7) induction of hairy root:Explant after being co-cultured in step (6) is transferred to hairy root induction screening and culturing medium (SHS) on, dark culturing, about 10-14d can grow hairy root.Incubator temperature is 25 ± 2 DEG C, light culture.
Described clover PDS mrna lengths are 1347bp, and gene order, primer sequence and target site sequence are shown in SEQ NO.1-3。
The gRNA target site sequences of described M. truncatula (R108) PDS genes contain the identification of MwoI restriction enzymes Site is SEQ NO.4,5.
Described gRNA, tRNA and F1, R1, F2, R2 primer sequence are shown in SEQNO.6-11.
The sketch of described Genomic DNA editor's carrier pYLCRISPR/Cas9P35S-B-tRNA fusion fragments is shown in accompanying drawing 1。
Described agrobacterium rhizogene strain is LBA9402.
Described M. truncatula explant can come from the outdoor plant leaf of seed seedling vegetative growth phase, it is also possible to come from The whole plant of aseptic seedlings, including root, stem and different tissues organ etc. blade.
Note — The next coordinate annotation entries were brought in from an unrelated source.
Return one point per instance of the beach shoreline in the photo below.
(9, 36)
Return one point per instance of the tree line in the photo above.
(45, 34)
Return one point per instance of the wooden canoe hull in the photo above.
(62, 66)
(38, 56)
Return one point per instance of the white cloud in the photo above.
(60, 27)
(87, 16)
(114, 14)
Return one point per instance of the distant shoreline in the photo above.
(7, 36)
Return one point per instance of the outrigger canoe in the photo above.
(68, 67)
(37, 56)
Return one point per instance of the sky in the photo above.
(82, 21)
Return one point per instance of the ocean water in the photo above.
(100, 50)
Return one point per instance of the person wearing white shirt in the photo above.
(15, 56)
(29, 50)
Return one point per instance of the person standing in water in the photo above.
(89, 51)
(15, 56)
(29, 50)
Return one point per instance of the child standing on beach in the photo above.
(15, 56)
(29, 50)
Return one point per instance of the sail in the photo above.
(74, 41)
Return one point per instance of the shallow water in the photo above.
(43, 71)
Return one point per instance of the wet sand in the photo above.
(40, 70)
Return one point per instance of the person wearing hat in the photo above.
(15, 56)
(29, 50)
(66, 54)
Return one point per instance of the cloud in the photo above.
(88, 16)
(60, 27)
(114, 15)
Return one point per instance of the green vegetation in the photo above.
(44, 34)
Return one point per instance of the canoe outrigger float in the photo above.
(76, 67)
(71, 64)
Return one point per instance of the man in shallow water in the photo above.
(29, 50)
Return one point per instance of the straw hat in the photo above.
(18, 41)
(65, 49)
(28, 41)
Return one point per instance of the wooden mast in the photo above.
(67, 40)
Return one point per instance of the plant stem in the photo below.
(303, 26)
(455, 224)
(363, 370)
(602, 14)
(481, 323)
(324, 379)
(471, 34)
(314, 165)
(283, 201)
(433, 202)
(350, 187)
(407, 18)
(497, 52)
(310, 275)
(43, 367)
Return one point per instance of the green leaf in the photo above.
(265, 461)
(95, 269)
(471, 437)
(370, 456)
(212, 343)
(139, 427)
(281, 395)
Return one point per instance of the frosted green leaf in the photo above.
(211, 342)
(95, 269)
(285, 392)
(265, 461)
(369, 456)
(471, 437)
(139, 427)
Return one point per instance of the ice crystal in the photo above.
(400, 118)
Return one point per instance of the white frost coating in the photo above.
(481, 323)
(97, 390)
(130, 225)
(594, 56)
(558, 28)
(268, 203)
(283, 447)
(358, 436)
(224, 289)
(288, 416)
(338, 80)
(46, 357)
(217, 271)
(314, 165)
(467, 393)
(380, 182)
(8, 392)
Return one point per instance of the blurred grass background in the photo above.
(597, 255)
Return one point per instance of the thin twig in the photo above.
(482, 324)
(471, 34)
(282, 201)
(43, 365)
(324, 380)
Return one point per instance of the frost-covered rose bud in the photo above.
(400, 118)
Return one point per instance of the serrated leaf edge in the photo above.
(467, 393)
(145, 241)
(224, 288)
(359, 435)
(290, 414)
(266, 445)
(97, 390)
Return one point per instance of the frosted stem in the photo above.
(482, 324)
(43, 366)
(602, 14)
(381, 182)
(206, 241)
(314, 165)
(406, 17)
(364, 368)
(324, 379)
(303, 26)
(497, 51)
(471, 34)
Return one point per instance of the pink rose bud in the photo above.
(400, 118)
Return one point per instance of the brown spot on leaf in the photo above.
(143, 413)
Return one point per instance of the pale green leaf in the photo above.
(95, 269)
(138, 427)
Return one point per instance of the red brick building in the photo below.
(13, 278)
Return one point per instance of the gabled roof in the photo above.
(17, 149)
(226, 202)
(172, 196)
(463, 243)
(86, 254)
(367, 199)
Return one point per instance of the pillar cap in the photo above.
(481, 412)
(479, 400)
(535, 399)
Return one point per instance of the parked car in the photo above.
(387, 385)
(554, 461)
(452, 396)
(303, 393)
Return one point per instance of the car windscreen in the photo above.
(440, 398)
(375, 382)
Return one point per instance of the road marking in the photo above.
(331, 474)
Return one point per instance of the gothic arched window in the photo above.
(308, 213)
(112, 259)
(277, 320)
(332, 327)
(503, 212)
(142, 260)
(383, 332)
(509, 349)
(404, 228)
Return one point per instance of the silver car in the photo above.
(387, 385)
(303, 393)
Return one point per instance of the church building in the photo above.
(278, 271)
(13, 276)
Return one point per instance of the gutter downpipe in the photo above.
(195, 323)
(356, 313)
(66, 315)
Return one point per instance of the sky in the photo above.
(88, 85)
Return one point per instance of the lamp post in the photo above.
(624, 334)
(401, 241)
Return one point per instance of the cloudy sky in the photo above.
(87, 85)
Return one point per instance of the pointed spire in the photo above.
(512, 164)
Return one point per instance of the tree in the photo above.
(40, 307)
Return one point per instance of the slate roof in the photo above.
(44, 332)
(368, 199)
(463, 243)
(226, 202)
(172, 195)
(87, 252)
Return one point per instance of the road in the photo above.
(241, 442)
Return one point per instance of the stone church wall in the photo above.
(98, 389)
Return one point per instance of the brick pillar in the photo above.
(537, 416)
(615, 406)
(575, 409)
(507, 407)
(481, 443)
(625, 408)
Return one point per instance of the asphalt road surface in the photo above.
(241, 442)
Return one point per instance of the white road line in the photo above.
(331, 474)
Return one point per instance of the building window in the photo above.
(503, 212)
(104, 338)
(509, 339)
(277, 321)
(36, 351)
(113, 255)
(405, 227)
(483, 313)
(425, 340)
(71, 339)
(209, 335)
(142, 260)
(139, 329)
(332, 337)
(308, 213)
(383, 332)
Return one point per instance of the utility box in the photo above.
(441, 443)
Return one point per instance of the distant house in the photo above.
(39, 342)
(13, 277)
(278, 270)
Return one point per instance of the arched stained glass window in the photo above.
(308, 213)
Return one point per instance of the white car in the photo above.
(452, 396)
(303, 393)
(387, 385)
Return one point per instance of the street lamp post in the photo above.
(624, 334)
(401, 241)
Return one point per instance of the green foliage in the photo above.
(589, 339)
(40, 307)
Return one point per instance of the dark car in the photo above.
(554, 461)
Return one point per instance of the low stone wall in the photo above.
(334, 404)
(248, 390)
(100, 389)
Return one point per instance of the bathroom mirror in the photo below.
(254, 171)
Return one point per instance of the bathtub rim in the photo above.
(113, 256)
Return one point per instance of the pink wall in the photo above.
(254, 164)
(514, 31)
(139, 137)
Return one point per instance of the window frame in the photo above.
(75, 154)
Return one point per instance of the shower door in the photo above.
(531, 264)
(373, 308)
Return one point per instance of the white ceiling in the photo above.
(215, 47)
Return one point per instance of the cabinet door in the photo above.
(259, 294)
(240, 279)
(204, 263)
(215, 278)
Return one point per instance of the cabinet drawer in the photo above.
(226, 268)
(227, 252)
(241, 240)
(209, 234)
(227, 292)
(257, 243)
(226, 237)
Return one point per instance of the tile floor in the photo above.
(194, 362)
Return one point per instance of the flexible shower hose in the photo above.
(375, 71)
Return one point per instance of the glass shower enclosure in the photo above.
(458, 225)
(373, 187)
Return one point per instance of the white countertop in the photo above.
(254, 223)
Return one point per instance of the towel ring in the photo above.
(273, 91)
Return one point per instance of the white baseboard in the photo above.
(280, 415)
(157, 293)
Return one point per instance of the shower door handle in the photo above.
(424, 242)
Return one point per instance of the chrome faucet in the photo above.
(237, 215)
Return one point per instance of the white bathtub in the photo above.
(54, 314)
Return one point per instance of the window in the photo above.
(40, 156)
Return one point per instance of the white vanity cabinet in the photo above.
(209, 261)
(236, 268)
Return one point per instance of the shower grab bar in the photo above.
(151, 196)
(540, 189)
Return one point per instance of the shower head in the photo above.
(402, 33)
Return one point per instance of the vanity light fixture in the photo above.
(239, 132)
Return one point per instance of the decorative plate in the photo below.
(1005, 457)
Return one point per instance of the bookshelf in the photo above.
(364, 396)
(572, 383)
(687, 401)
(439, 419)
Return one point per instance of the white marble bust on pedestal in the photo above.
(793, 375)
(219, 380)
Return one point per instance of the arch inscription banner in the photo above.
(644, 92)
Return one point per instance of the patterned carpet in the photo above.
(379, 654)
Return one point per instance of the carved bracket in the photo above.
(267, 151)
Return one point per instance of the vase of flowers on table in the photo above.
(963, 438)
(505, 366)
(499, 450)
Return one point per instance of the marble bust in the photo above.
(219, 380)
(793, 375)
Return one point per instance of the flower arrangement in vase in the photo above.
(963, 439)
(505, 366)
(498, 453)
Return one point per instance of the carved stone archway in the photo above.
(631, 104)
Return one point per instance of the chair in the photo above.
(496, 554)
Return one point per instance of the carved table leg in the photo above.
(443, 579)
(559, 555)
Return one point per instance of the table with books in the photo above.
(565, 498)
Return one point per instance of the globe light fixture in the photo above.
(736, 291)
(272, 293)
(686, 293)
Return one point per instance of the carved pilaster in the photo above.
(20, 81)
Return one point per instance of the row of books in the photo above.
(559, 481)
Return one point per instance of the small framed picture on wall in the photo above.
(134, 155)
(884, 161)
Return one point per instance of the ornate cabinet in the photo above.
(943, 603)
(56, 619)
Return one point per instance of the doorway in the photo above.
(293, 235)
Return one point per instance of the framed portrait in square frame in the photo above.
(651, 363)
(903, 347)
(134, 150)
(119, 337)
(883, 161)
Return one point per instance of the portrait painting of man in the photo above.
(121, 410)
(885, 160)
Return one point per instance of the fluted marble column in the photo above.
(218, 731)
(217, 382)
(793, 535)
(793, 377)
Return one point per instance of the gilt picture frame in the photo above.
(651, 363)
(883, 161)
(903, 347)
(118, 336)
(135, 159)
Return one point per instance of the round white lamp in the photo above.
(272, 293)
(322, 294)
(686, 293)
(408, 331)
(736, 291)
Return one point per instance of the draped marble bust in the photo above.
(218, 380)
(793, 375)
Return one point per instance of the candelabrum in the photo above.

It is that SH minimal mediums add acetosyringone (As) 100mg/L that described clover co-cultures culture medium.SHS is SH Minimal medium adds 400mg/L Ticarcillin/Clavulanate Acids, 15g/L sucrose, 4g/L plant gels.Another addition PPT 1.5mg/L.PH5.8, 121 DEG C of autoclaving 15min, each components and concentration of the above is each composition final concentration in the medium.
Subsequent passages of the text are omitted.